How to build semantic search with Sentence Transformers

Semantic search compares a user query with document embeddings, so a support note can match words that are not typed exactly the same way. Sentence Transformers provides bi-encoder models that turn queries and documents into vectors before ranking the nearest matches by similarity.

The small in-memory pattern fits product FAQs, notes, tickets, and other corpora that can be embedded during startup or a batch refresh. Each text keeps an application ID beside it, the model encodes the document texts, and the search result returns the original ID plus a score that can be sent back to the application.
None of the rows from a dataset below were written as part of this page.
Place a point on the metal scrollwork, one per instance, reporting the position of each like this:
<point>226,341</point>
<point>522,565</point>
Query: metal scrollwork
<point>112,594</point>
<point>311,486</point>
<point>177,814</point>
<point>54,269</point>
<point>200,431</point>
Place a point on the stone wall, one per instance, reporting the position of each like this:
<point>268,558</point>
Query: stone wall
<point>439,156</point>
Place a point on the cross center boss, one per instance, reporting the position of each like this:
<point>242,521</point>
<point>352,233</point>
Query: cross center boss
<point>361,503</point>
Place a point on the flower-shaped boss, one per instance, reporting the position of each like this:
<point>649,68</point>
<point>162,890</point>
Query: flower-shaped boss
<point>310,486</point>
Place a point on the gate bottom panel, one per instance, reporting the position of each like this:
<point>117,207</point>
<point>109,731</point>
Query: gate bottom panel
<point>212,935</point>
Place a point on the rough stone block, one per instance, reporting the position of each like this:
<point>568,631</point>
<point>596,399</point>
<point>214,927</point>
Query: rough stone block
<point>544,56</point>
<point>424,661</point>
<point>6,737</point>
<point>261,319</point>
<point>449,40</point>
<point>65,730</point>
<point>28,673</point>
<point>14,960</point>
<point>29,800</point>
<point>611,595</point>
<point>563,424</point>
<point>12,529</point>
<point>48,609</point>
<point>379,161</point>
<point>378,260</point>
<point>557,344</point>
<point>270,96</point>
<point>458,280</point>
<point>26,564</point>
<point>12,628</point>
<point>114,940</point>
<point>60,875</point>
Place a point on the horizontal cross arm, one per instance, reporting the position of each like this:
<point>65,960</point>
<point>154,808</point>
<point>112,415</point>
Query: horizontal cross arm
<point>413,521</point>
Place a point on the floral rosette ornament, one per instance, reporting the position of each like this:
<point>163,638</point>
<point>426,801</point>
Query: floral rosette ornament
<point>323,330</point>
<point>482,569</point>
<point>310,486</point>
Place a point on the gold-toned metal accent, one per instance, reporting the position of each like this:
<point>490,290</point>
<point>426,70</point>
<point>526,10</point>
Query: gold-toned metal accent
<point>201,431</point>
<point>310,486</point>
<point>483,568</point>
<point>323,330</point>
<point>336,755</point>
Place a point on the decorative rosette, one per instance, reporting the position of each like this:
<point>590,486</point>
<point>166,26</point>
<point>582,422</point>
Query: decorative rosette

Use encode_document() for corpus text and encode_query() for user queries when the model supports query/document prompts. For corpora that outgrow exact in-memory search, keep the same embedding boundary and move the stored vectors into FAISS, Qdrant, or another vector index.

Steps to build semantic search with Sentence Transformers:

  1. Create the semantic search script.
    semantic_search_build.py
    from sentence_transformers import SentenceTransformer, util
     
    model = SentenceTransformer("sentence-transformers/all-MiniLM-L6-v2")
     
    documents = [
        {"id": "doc-001", "text": "Set up billing alerts for monthly cloud spending."},
        {"id": "doc-002", "text": "Reset expired password links from the account security page."},
        {"id": "doc-003", "text": "Rotate SSH keys for production deployment hosts."},
        {"id": "doc-004", "text": "Renew TLS certificates before the web server reload."},
        {"id": "doc-005", "text": "Export customer invoices from the finance dashboard."},
    ]
    query = "password reset link expired"
     
    corpus = [item["text"] for item in documents]
    corpus_embeddings = model.encode_document(
        corpus,
        convert_to_tensor=True,
        normalize_embeddings=True,
        show_progress_bar=False,
    )
    query_embedding = model.encode_query(
        query,
        convert_to_tensor=True,
        normalize_embeddings=True,
        show_progress_bar=False,
    )
     
    hits = util.semantic_search(query_embedding, corpus_embeddings, top_k=3)[0]
     
    print(f"Corpus embeddings: {tuple(corpus_embeddings.shape)}")
    print(f"Query: {query}")
    for rank, hit in enumerate(hits, start=1):
        item = documents[hit["corpus_id"]]
        print(f"{rank}. {item['id']} score={hit['score']:.4f} text={item['text']}")
     
    top_item = documents[hits[0]["corpus_id"]]
    if top_item["id"] == "doc-002":
        print("Semantic search check: pass")

    Use a Python environment where Sentence Transformers is installed before running the script.
    Related: How to install Sentence Transformers with pip

  2. Run the semantic search script.
    $ python semantic_search_build.py
    Corpus embeddings: (5, 384)
    Query: password reset link expired
    1. doc-002 score=0.8394 text=Reset expired password links from the account security page.
    2. doc-004 score=0.3238 text=Renew TLS certificates before the web server reload.
    3. doc-001 score=0.0895 text=Set up billing alerts for monthly cloud spending.
    Semantic search check: pass

    The first tuple value is the number of indexed documents, and the second value is the embedding dimension from the selected model.

  3. Confirm that doc-002 appears first and that the script prints Semantic search check: pass.

    The exact score can change with a different model or corpus, but the highest-ranked ID should belong to the record that matches the query intent.